Panorama Software started private beta testing of its PowerApps service earlier this summer and plans to make it more broadly available later this year. Basically an online analytical processing (OLAP) engine hosted online, PowerApps will use multidimensional expression (MDX) to query the data with Google Apps as the default front end, although even Microsoft Excel could be used, according to the company.
Oudi Antebi, Panorama’s vice-president of strategy and marketing, said the potential benefits using of cloud computing to handle business intelligence (BI) data is the same as for any other application.
“You want to reduce the IT costs, you want to be able to access the browser from everywhere else in the world, you want to have no need to upgrade, and better collaboration,” he said. “The big difference is BI uses data that is not owned by the BI application. It’s produced in line of business systems inside the firewall.”
Panorama is best known for products like NovaView, an on-premise analytics software offering that allows reporting and data modelling, but Antebi said PowerApps will create brand new market opportunities. The company formed a partnership with Google in mid-March that enhanced the pivot table functionality for Google Docs.
“That entire mechanism is all Panorama,” he said. “They needed to develop an analytical data engine in the cloud to take spreadsheet data into an OLAP environment. That normally uses local computing power, but in software-as-a-service you don’t have that luxury.” The fuctionality includes support for SQL Server Analysis Services.

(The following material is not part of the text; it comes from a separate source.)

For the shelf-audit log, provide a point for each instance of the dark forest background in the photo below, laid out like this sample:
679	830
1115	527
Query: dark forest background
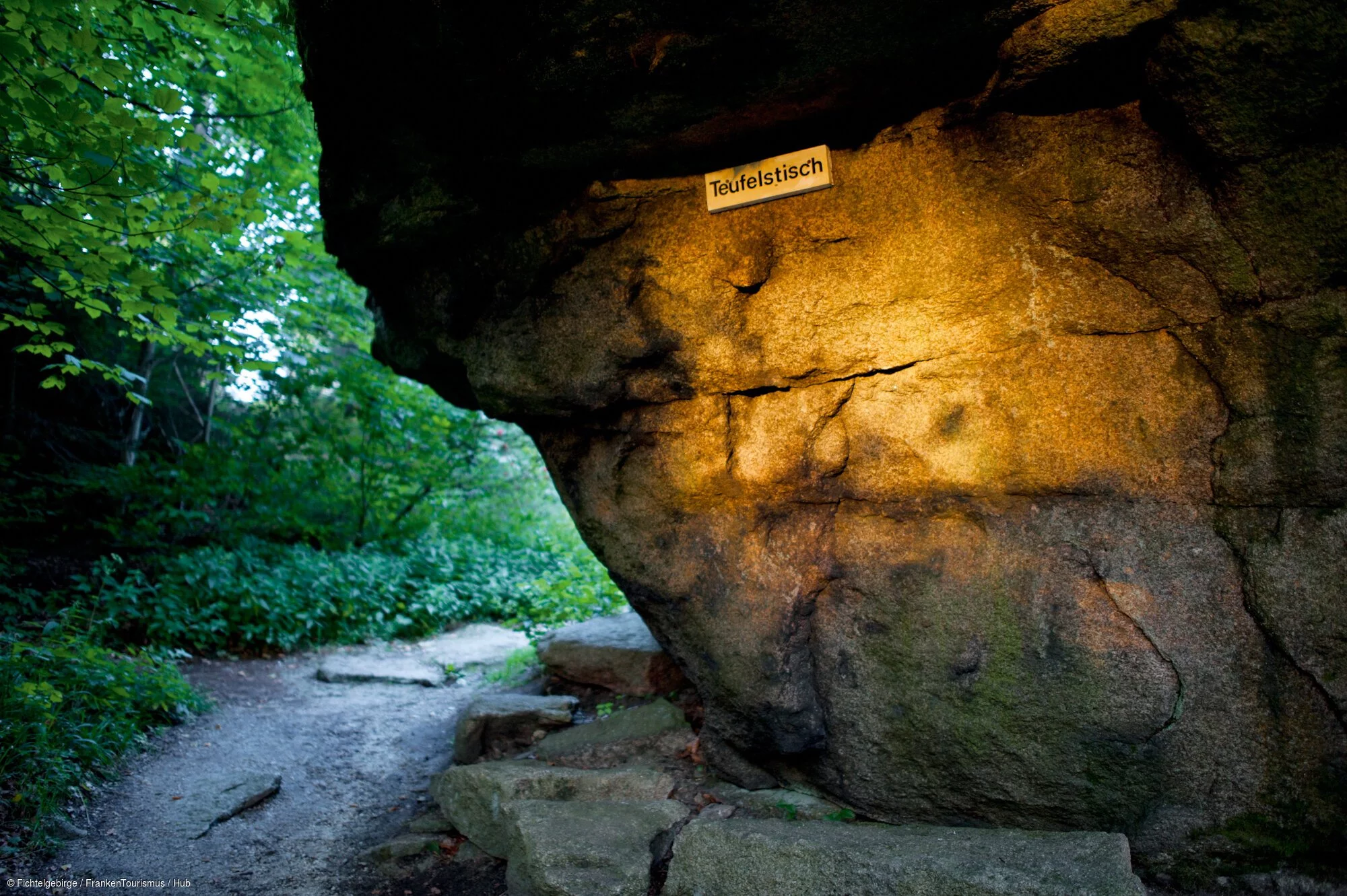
197	452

If I’m a CFO in a large enterprise, I really couldn’t care if it’s based in a cloud or in a relational database. All I really want is the final resultOudi Antebi>Text
Antebi said PowerApps may be best used by an ISV that wants to add analytics to their software but would otherwise by constrained by various limitations.
“Normally they would have to buy SQL Server or Oracle, host it, develop for it and upgrade and optimize the cube. Now they can hook into a transparent cloud-based OLAP solution, put the data in and get results out.” He used Salesforce.com and Netsuite as the kinds of potential users that would fit the PowerApps customer profile. “This could be much bigger than powering our own solution.”
“If I’m a CFO in a large enterprise, I really couldn’t care if it’s based in a cloud or in a relational database. All I really want is the final result,” he said. “You need to source the data, find the data, integrate the data and manage the data before you even get to modelling the data in an OLAP cube.”
Even Panorama doesn’t foresee a wholesale movement of BI applications off-premise.
“It will be many years before all data is produced in the cloud. It will continue to reside in data warehouses,” Antebi said.
Panorama is still working out the pricing details of PowerApps, which may include charging by blocks of users.